Exactly. I work on line of business stuff, not curing world hunger or reinventing the train. One of the few sources of joy in the job is the brain teaser/puzzle of understanding clever bits of code and writing it too. Now you can just shit out massive volumes of basic code that does the job, which is all you really need for a standard corporate software product, and it can do it multiple times faster than I can so I have no choice but to use it. Well at least my shares are looking good.
I'm terribly worried about my career as well. I built a large part of my identity around coding in my teens, and working in the industry when I got to my twenties were some of the happiest years of my life.
I was laid off from tech around the time that COVID hit, so this predates AI somewhat. I briefly became a contractor, but none of the contracts I was able to secure were renewed. I haven't worked in tech since 2023, right around the time I was introduced to AI.

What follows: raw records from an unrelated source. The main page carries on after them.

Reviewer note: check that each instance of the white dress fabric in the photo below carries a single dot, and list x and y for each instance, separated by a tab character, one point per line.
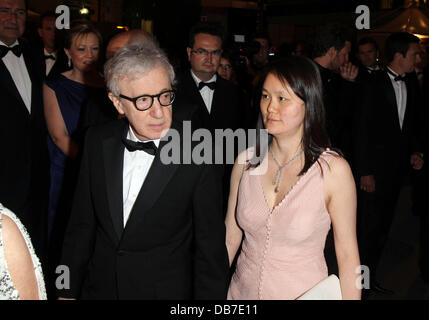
7	288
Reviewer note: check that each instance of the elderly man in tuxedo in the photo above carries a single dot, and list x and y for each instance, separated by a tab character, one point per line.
23	160
388	144
136	230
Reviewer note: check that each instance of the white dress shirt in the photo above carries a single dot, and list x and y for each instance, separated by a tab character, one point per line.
18	71
49	62
206	92
136	168
401	95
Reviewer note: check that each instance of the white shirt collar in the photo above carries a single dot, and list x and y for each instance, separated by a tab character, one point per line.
14	44
133	137
395	74
198	80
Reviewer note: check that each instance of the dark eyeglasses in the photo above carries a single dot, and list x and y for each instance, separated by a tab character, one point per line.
145	102
204	52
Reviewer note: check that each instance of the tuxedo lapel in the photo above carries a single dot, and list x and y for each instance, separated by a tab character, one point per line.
113	155
410	101
217	102
391	98
193	92
156	180
10	86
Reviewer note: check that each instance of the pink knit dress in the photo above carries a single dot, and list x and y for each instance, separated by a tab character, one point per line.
282	252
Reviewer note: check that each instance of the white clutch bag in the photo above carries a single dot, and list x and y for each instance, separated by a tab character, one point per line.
327	289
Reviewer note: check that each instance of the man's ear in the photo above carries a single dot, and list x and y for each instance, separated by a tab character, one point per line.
188	50
116	102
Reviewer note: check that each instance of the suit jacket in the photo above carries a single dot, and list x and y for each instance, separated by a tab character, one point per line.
173	245
225	109
382	147
59	66
339	101
24	161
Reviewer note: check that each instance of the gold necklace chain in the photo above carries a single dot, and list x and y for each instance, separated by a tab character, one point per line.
278	175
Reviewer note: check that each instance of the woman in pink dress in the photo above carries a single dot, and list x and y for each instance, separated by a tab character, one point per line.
283	199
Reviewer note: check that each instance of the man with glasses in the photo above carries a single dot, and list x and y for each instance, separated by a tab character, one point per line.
23	160
204	97
201	88
142	228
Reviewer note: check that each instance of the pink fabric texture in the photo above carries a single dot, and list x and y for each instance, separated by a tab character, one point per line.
282	252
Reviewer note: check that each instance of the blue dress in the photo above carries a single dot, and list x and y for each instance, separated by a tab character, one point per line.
72	99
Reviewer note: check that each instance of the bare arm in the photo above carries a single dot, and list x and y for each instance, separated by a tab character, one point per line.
234	234
55	123
341	204
19	260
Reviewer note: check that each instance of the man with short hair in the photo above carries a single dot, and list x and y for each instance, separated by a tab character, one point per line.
54	59
331	48
24	161
367	54
142	227
205	98
388	147
127	38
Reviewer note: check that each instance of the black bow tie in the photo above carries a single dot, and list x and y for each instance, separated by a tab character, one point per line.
17	50
49	57
148	147
211	85
396	77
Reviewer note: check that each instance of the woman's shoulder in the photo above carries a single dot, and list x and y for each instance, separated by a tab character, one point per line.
55	81
336	165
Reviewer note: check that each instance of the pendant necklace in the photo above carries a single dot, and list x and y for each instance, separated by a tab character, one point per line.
278	175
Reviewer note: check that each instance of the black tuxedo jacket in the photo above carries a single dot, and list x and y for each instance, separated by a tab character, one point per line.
225	109
382	148
23	161
173	245
339	99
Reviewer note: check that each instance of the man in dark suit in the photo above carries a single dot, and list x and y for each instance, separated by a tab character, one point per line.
388	145
331	48
54	59
23	162
142	228
367	54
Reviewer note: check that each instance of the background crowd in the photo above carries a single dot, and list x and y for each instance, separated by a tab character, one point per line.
53	90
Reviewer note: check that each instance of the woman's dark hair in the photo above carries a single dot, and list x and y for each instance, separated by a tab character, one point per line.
80	29
303	77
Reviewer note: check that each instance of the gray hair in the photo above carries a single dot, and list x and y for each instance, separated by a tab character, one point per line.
132	62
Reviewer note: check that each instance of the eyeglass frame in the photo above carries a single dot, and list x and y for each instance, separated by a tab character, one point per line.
152	96
206	53
19	13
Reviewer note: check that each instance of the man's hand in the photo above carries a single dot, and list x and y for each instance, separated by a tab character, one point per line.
417	161
367	183
348	71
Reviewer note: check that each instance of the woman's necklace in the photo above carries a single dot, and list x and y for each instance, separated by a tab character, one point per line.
278	175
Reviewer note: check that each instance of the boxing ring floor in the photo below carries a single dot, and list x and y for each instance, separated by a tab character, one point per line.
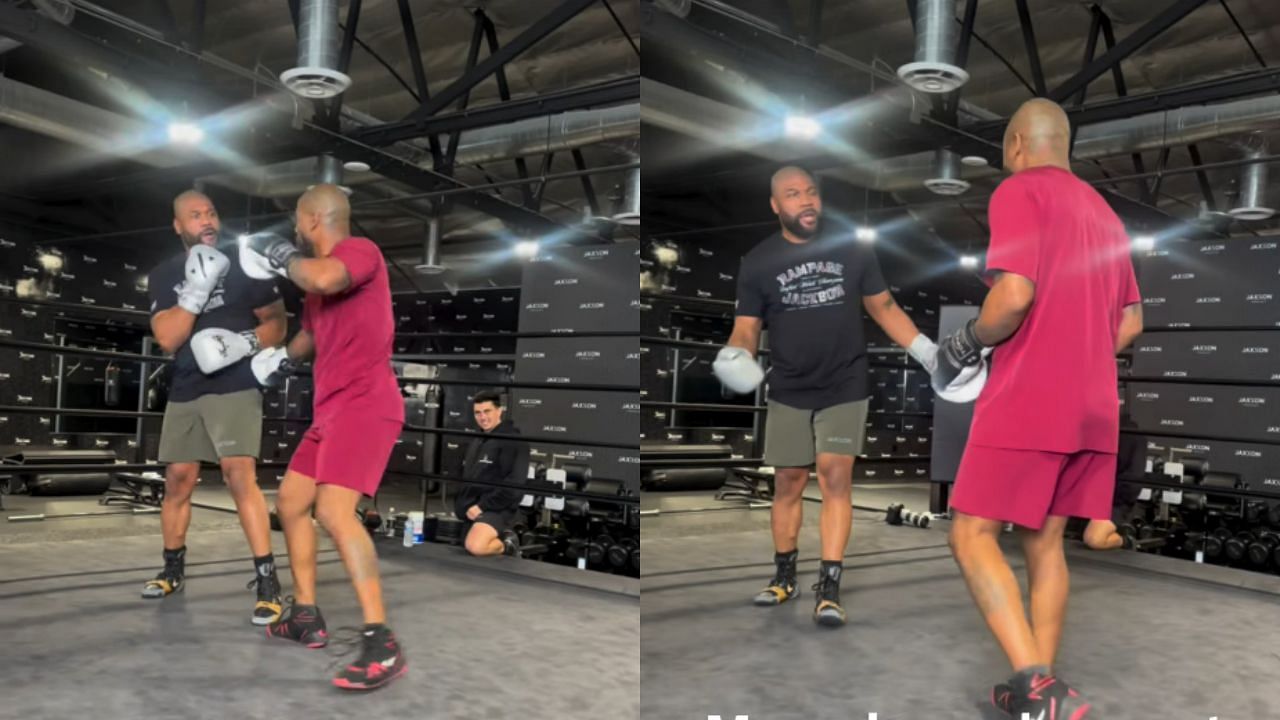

They say that as you become more experienced in a domain, it should become easier and more lucrative... advancing in a career like tech should be a joy. With about seven years of experience, I can say that it hasn't been great. And aside from acquiring titles like junior and senior, there really isn't much advancement left after the 5-10 year mark.
I currently work in a grocery store and am giving that a shot, going to give it a good few years to see if I can advance through the different departments while I see how AI in the software industry pans out. The pay isn't nearly as good, and it's not something I'm passionate about; it's really quite mindless work. The positives are that I don't have to worry about outsourcing, or working from home, or massively disruptive technology like AI.
Throughout the latter half of my career, it almost felt as if every force was at play in killing what I was finally able to enjoy and also make a living from.
I wish I had something more positive to say, but as far as I'm concerned, I'm unfortunately stuck waiting this one out on the sidelines.